Thursday, 5 July 2012

Introduction, and The Kraftwerk Lottery

This blog is about the finer details of life. No, not the lovely, little things that make one's life seem worthwhile in the face of decay and death. This is not about friendship, or daisies in jam jars.


This is about the the finer details that really matterLike Muji 0.38mm pens, savoury porridge, well-functioning ticket buying systems, and strategies for avoiding plane food. 


First up, something that has been pissing me off for months. If you were (a) sentient and (b) planning on being in New York in April, you probably spent several hours from 5pm GMT (12pm EST) on Wednesday, 22nd February, 2012 trying to buy tickets for Kraftwerk's 8-night show at MOMA. You set an alarm, cued your web browser to the URL of the ticket agent to whom MOMA had outsourced the job, and, when the fateful moment came, heart pounding,  clicked




A few moments later, and you were delighted to find yourself waiting in a queue for tickets. A few more anxious moments, and you found yourself with a choice of days and albums. You weren't an idiot, though, and so had antecedently made your choice: the nostalgia of Autobahn, the climax of Tour de France, or the probability-maximising Techno Pop. Whatever. You clicked, joyful, already wondering whether you liked any of your friends enough to take as a guest, and then...It's all fucked. Webpage crashed, server down, so-called "queue" in shambles. You're a fighter though, so start the process again. Same thing happens. And again. A veritable eternal recurrence of hope, disappointment, and furious cursing. Several hours later, your only consolation is that everyone is having the same problem you are, and you realise you never liked Kraftwerk that much anyway. Yeah, fuck Kraftwerk.

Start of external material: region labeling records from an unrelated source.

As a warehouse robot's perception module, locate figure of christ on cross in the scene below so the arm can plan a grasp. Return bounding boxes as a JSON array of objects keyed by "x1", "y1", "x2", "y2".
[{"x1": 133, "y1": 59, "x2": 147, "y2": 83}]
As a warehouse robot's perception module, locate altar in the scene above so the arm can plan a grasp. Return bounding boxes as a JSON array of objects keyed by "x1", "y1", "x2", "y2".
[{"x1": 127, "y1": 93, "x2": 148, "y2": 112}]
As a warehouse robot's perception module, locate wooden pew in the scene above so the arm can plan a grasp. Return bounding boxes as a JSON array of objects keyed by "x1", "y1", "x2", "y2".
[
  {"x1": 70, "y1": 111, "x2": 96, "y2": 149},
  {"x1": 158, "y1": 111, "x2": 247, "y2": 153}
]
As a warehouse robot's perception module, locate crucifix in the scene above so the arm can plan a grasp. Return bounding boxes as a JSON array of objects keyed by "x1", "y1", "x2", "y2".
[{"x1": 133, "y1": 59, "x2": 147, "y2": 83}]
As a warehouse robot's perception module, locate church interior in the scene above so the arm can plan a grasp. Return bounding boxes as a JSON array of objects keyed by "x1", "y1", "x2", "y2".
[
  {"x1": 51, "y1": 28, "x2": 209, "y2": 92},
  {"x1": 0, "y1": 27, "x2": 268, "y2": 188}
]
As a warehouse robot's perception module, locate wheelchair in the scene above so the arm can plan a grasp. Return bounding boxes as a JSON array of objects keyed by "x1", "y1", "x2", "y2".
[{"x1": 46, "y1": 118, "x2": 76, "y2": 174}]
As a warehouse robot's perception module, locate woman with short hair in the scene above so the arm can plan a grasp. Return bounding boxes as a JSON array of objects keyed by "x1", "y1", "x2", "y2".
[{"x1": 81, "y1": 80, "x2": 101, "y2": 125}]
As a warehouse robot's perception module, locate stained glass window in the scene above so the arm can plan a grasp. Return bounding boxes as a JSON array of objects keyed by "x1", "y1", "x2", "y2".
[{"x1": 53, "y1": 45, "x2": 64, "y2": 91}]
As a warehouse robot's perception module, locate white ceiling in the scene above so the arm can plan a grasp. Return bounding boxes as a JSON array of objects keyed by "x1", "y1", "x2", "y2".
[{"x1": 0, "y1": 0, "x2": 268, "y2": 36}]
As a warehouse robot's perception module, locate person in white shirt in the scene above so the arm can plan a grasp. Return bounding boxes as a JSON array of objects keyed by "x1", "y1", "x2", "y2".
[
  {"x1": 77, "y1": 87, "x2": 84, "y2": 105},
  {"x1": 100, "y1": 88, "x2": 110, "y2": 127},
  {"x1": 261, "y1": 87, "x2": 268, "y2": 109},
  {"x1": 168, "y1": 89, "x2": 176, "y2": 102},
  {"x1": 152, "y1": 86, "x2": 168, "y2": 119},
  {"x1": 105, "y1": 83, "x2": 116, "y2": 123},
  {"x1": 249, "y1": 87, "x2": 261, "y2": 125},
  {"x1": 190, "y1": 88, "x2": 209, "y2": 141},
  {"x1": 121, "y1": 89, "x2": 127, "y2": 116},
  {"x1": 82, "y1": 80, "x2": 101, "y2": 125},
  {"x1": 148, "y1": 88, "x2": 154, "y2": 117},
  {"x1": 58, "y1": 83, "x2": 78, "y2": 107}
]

And fuck MOMA. I mean, we're talking about a serious cultural event at a serious cultural institution. This isn't a Justin Timberlake concert at the O2 arena (for the record, I've been to a JT concert at the O2, and it was awesome...it's just not the same thing). What were Kraftwerk/MOMA thinking in setting up a shambolic ticket-selling system? Two possibilities:


(1) They knew that this was going to happen, and just didn't care. In fact, they wanted it to happen. They wanted the mass disappointment, the in-group/out-group hype, the media coverage. If this is true, I'm disgusted, and you should be too.


(2) They just didn't think about it, and did what everyone does when it comes to selling tickets, viz. outsourcing to some inadequate corporate entity without enough server space to upload a goldfish's memoirs.


Let's assume that (2) is correct, viz. that Kraftwerk/MOMA aren't sadists but instead just fools. What should they have done differently? Here's what: A LOTTERY SYSTEM.




The idea is simple. Everyone who wants to go hear Kraftwerk play at MOMA puts his or her name in for tickets, say by filling out a form on the MOMA website or sending an email to a designated email address. MOMA does a lottery, and the lucky names are informed. The unlucky fans are disappointed, but not furious. No Nietzschean awfulness. And it doesn't give preferential treatment to people like me, who don't have real jobs and can afford to sit at their computers for hours refreshing and yelling.


A lottery system is a bit tougher to set up when preferences aren't simply binary, i.e. when there are choices about seats or days. But not that much tougher. You just ask people to rank their preferences, including all and only those options that they want, and do cycled lotteries. Or you rank lottery winners in order of the draw and allow them to choose their tickets from what is available. No doubt more work for MOMA, but frankly cultural institutions that are interested in serving the public and not merely making money should think seriously about how they treat their customers.


Incidentally, while KRAFTWERK and MOMA aren't going to take anything I've said here on board, you can. Next time you send out an email to a listserve offering "first come, first served" on something cool--extra tickets to Glyndebourne, your banjo--consider using a mini-lottery system instead. Say that you'll wait for 24 hours to get all responses, and then choose a 'winner' at random. Otherwise you're just giving preferential treatment to the fuckers with iphones. Like me.